In 1848, Louis-Napoleon Bonaparte was elected President of France through universal male suffrage, taking 74% of the vote. He did this with the support of the Party of Order after running against Louis Eugène Cavaignac. Subsequently, he was in constant conflict with the members (députés) of the National Assembly.

Contrary to the Party's expectations that Louis-Napoleon would be easy to manipulate (Adolphe Thiers had called him a "cretin whom we will lead [by the nose]"), he proved himself an agile and cunning politician. He succeeded in imposing his choices and decisions upon the Assembly, which had once again become conservative in the aftermath of the June Days uprising in 1848. He broke away from the control of the Party of Order and created the Ministère des Commis, appointing General Hautpoul as its head, in 1849. On 3 January 1850, he dismissed Changarnier, a dissident in the Party of Order, thereby provoking an open conflict within the party. He also actively encouraged the creation of numerous anti-parliament newspapers and acquired the support of 150 members of Parliament, the "Parti de l'Elysée".

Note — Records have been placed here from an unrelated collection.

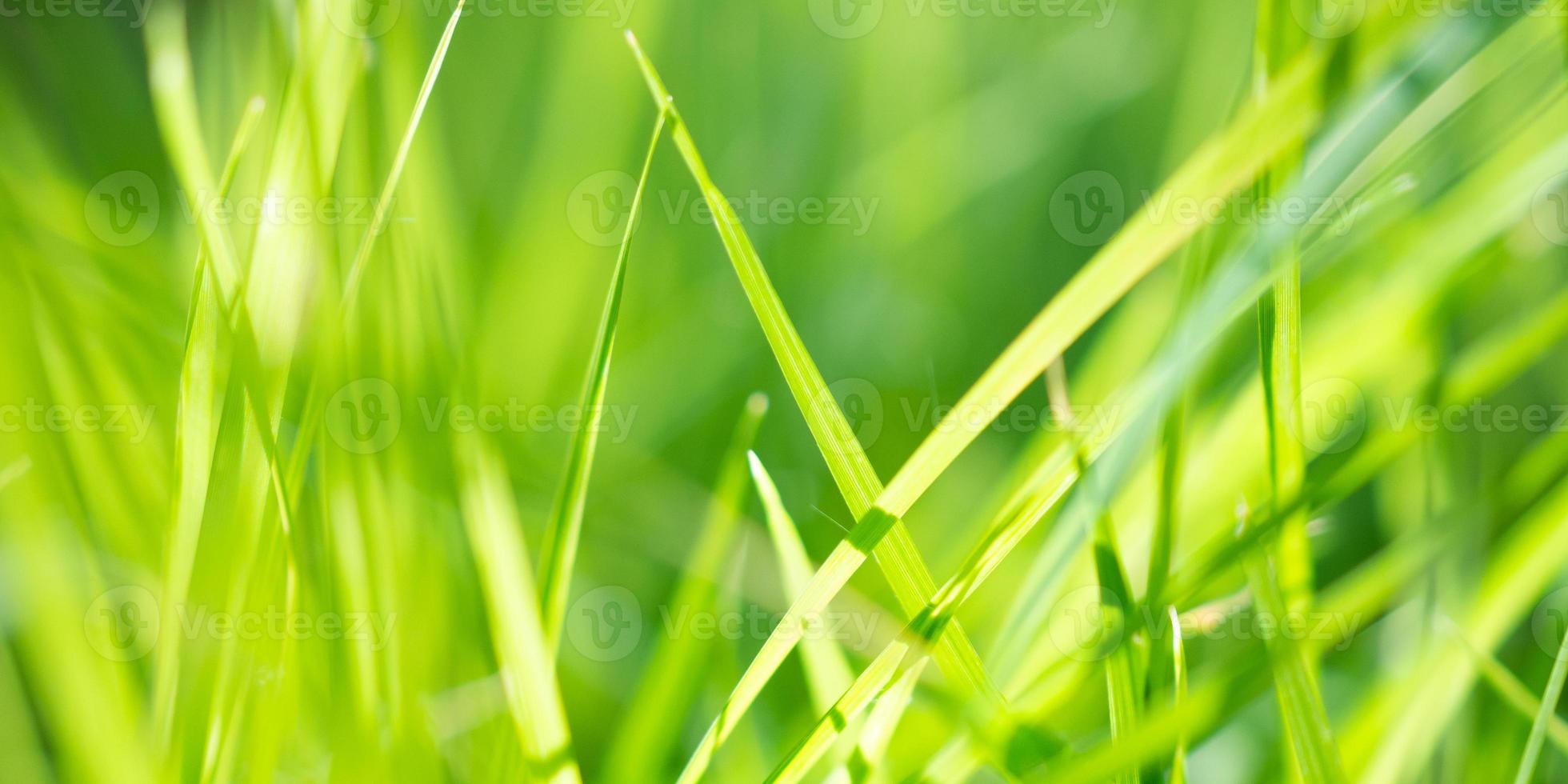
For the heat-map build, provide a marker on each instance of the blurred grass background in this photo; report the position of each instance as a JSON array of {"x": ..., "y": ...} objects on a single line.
[{"x": 946, "y": 138}]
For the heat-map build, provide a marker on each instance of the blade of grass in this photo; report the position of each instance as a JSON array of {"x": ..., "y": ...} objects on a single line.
[
  {"x": 847, "y": 462},
  {"x": 378, "y": 220},
  {"x": 1545, "y": 715},
  {"x": 1509, "y": 687},
  {"x": 826, "y": 671},
  {"x": 566, "y": 518},
  {"x": 666, "y": 690},
  {"x": 513, "y": 609},
  {"x": 1117, "y": 609},
  {"x": 1178, "y": 695}
]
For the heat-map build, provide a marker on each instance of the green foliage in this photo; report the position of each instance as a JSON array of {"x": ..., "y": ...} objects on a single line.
[{"x": 342, "y": 439}]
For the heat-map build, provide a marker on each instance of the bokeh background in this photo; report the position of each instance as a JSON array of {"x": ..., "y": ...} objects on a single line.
[{"x": 940, "y": 148}]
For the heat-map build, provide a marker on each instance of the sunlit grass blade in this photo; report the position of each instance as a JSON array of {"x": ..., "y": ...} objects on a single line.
[
  {"x": 666, "y": 687},
  {"x": 847, "y": 462},
  {"x": 1300, "y": 702},
  {"x": 826, "y": 670},
  {"x": 1545, "y": 715},
  {"x": 336, "y": 328},
  {"x": 1509, "y": 687},
  {"x": 1178, "y": 695},
  {"x": 566, "y": 518},
  {"x": 866, "y": 687},
  {"x": 1117, "y": 609},
  {"x": 202, "y": 380},
  {"x": 882, "y": 722},
  {"x": 356, "y": 270},
  {"x": 513, "y": 609}
]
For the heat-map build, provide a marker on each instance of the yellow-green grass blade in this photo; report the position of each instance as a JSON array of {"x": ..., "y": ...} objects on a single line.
[
  {"x": 513, "y": 609},
  {"x": 1178, "y": 695},
  {"x": 846, "y": 458},
  {"x": 1280, "y": 578},
  {"x": 882, "y": 722},
  {"x": 664, "y": 694},
  {"x": 338, "y": 328},
  {"x": 1509, "y": 687},
  {"x": 566, "y": 519},
  {"x": 1360, "y": 132},
  {"x": 356, "y": 270},
  {"x": 1300, "y": 702},
  {"x": 826, "y": 670},
  {"x": 202, "y": 378},
  {"x": 1117, "y": 610},
  {"x": 866, "y": 687},
  {"x": 1545, "y": 715}
]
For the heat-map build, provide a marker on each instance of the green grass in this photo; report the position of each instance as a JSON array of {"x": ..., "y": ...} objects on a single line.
[{"x": 434, "y": 478}]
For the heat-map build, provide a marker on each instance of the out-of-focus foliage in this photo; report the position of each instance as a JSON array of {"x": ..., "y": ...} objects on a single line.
[{"x": 385, "y": 390}]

The provisions of the constitution that prohibited an incumbent president from seeking re-election appeared to force the end of Louis-Napoleon's rule in December 1852. He therefore spent the first half of 1851 trying to force changes to the constitution through Parliament so he could be re-elected. Bonaparte travelled through the provinces and organised petitions to rally popular support. Two-thirds of the General Council supported Louis-Napoleon's cause, but in the Assembly, supporters of the Duke of Orléans, led by Thiers, concluded an alliance with the far left to oppose Louis-Napoleon's plans. In January 1851, the Parliament voted no confidence in the Ministère des Commis. On 19 July, it refused the constitutional reform proposed by Louis-Napoleon, also scrapping universal male suffrage in an effort to break popular support for Bonaparte.

Preparations for the coup

Proclamations of the decree issued by the president and executed by his Minister of the Interior, Charles de Morny, were placarded throughout Paris on 2 December

The coup d'état was meticulously planned from 20 August 1851. Preparations and planning for this coup took place at Saint-Cloud. Among the conspirators were Jean-Gilbert Victor Fialin (a loyal companion of Louis-Napoléon), Charles de Morny (Louis-Napoléon's half-brother), and General Jacques Leroy de Saint Arnaud. On 14 October, Louis-Napoleon asked the Parliament to restore universal male suffrage but the request was turned down. His request for a reconsideration of the constitutional reform proposal was also turned down on 13 November. Prepared to strike, Louis-Napoleon appointed General Saint-Arnaud as the Minister of War and a circular was issued reminding soldiers of their pledge of "passive obedience". Followers of the President were appointed to various important positions: General Magnan as the Commander of the Troops of Paris, and Maupas, Prefect of Haute-Garonne as Prefect of Police of Paris. Convinced that the coup was now inevitable after the latest refusal, Louis-Napoleon fixed the anniversary of the coronation of Napoleon in 1804, and the victory at Austerlitz in 1805, as the day for the coup. The operation was christened Rubicon, alluding to Julius Caesar.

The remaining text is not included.